Could Australia end up with little to show for its mining boom — as an echo of what happened to Nauru once its considerable phosphate wealth was exhausted?
Close examination of the proposed Minerals Resource Rent Tax (MRRT) reveals serious flaws that could leave the federal government well short of the forecast revenue. It is conceivable that some large and highly profitable mining companies could reorganise their affairs to pay little or none of the tax at all.
The first and most obvious shortcoming of the MRRT, in terms of its revenue potential, is that it applies only to coal and iron ore. All other minerals are exempt.
But it is the design of the tax as it applies to coal and iron ore miners that could leave the government facing an unanticipated multibillion-dollar shortfall.
The main problem is that the tax is based, not on an objective measure such as tonnes of material mined, but on ‘‘super-profit’’ (mining profit less allowances). Profit, at the best of times, is a highly flexible concept that can allow accountants to apply creative techniques to minimise a company’s tax obligations.
In the case of the MRRT, the incentives and opportunities for creative avoidance appear even greater than those applying to company tax.
The Australian Taxation Office has already released five early guidance papers on the tax, but the legislation is complex. Its 232 pages will no doubt exercise the minds of the nation’s best and brightest managers and tax accountants as they seek to find means of reducing tax.
The minerals tax is not based on audited company profits from their statutory accounts, but on a narrow portion of profits from particular mining activities. It requires the taxpayers (that is, the mining companies) to determine the amount of proceeds and costs that relate to these activities.
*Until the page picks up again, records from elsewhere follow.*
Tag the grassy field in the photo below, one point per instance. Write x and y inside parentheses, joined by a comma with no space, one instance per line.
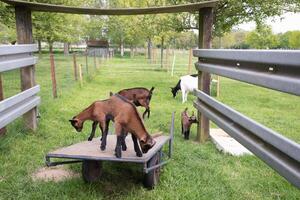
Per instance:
(195,172)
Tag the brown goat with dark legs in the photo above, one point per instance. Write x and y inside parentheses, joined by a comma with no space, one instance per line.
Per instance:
(186,123)
(126,119)
(139,96)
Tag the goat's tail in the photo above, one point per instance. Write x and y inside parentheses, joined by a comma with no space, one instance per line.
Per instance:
(150,93)
(151,90)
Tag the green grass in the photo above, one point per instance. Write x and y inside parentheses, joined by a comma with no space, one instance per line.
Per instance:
(195,171)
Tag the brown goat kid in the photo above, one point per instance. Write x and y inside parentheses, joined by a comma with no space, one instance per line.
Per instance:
(126,119)
(139,96)
(186,123)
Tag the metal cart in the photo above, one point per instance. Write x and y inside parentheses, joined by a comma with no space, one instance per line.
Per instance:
(89,153)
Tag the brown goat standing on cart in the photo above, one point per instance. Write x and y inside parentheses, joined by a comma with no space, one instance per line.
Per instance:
(186,123)
(126,119)
(139,96)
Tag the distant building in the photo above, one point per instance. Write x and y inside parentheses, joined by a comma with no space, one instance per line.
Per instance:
(98,48)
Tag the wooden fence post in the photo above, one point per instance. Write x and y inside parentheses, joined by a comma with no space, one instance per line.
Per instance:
(53,76)
(75,67)
(205,38)
(190,61)
(24,36)
(173,63)
(86,63)
(80,75)
(167,58)
(2,130)
(95,62)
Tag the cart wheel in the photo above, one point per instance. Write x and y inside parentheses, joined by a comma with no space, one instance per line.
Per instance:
(152,177)
(91,170)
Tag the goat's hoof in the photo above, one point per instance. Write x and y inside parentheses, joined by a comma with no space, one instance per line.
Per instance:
(139,154)
(102,148)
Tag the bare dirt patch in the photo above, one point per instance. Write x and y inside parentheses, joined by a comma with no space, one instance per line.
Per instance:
(56,174)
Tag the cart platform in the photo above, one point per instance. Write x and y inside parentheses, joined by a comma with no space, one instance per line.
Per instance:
(91,156)
(90,150)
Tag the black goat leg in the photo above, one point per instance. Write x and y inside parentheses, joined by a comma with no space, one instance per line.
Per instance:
(136,146)
(104,135)
(94,126)
(118,147)
(123,142)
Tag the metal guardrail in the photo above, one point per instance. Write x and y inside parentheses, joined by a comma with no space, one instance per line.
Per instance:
(279,152)
(14,57)
(278,70)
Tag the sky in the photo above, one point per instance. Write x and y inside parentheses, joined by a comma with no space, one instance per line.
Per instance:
(284,23)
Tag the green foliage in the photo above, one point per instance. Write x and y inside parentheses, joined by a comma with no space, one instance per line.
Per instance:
(262,38)
(7,35)
(294,40)
(194,172)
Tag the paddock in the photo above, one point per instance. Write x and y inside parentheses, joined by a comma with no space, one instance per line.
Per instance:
(220,114)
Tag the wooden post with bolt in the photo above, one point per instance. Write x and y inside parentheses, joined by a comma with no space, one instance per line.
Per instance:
(53,76)
(205,39)
(24,36)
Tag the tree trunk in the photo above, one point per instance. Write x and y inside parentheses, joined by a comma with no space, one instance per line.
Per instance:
(162,52)
(66,49)
(40,46)
(149,48)
(50,47)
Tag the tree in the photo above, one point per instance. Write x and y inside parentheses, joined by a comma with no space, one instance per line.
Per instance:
(229,13)
(262,38)
(294,39)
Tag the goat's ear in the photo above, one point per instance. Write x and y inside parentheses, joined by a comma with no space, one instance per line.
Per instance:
(73,120)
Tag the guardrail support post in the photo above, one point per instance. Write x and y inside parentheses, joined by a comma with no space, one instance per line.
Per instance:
(205,38)
(24,36)
(2,130)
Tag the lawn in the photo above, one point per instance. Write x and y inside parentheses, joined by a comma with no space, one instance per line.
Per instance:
(195,171)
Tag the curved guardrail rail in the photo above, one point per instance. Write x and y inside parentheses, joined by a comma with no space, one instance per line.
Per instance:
(278,70)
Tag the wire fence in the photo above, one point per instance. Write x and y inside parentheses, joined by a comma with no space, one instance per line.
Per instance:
(57,73)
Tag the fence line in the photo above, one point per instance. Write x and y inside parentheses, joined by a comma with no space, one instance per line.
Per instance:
(279,152)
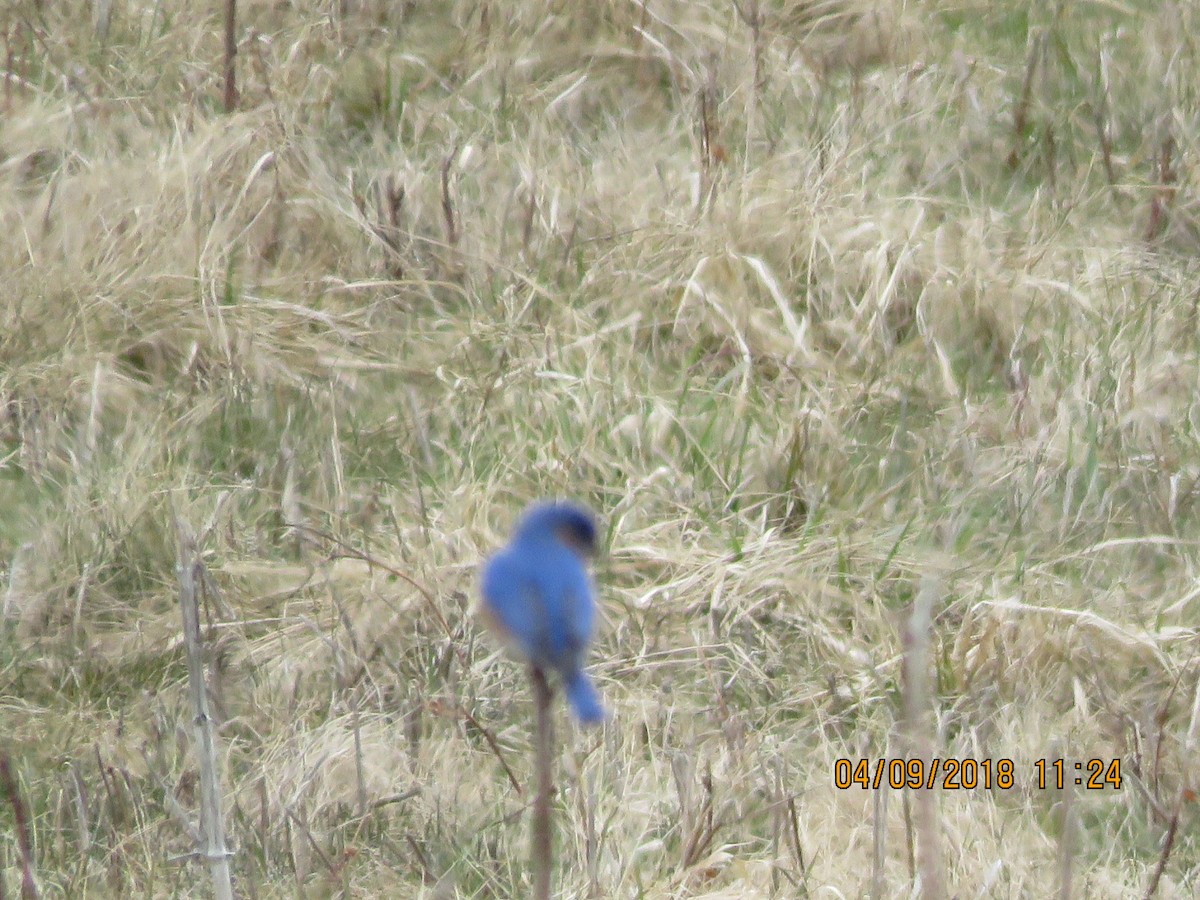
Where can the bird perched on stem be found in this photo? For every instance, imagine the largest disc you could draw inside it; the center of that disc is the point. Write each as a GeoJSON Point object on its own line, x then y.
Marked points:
{"type": "Point", "coordinates": [539, 599]}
This reliance on the miners themselves to determine the appropriate proceeds and costs creates a significant incentive to estimate profit from taxable activities in the most tax-efficient manner. For example, the MRRT requires the miners to split revenue between the taxable value earned to the point of producing a stock of coal or iron ore from revenue earned after that point. Transfers within the company also need to be valued. Losses can be offset between operations.
At numerous points opportunities exist to reduce revenue estimates and increase costs so as to minimise the taxable profit reported. Volatility in commodity prices could also allow strategic timing of the recognition of revenue and expenses.
All these factors, combined with any decline in the underlying commodity price from the record levels seen when the tax was first envisaged, could greatly reduce the expected proceeds to government coffers.
So, too, could the generous and sometimes unconventional allowances built into the tax. There are more than 50 pages of allowances that can be used to reduce a firm’s tax liability. While most allowances have their foundation in generally accepted accounting principles (e.g. royalties paid to state governments or pre-mining exploration expenditure), other are less conventional.
For example, under division 75, miners can choose between the ‘‘book value’’ or ‘‘market value’’ of an asset, which will be allocated against revenue over the productive life of a mine in order to calculate MRRT liability. Depreciating assets based on market valuation is not generally accepted accounting practice, yet it is allowed in the legislation.
In simple terms, a mining asset that cost $100 million to bring to production might today be worth $350 million if sold on the open market. A miner could use this higher valuation to calculate depreciation which would reduce the profit subject to the tax.
Business transactions can be complex, and legislation must therefore contain a range of provisions that require subjective interpretation. The mining tax legislation adds a further layer of complexity, which at times defies conventional accounting and can be used to aggressively minimise the amount of tax payable.
A key argument in support of a tax on super profits, rather than on the simpler and more readily verifiable measure of tonnage, is the need to avoid sending unprofitable miners bankrupt. A low-profit offset would ensure, however, that if the total profits of a mining company are low, the miner has no liability for MRRT and unprofitable operations do not go bankrupt because of a tonnage-based tax.
Even at this late stage in the process, key improvements might be made if there were full transparency in the revised revenue estimates, the underlying assumptions, and in particular the ability of the tax office to monitor and collect the minerals tax. It is not surprising that critics have begun to question Treasury’s revenue estimates which are based on private information supplied by the mining companies which is not on the public record.
Mining companies are entitled to make a profit, but if the nation decides it is also entitled to a return on the exploitation of national resources then it is important to design a tax that is effective. Once the resources are gone, they are gone for good. By the time Nauru became independent in 1968, most of its phosphate had been mined and the vast bulk of the profits retained by the British Phosphate Commission. Little was left for the new nation. It would be a pity were a similar story to be played out today in Australia.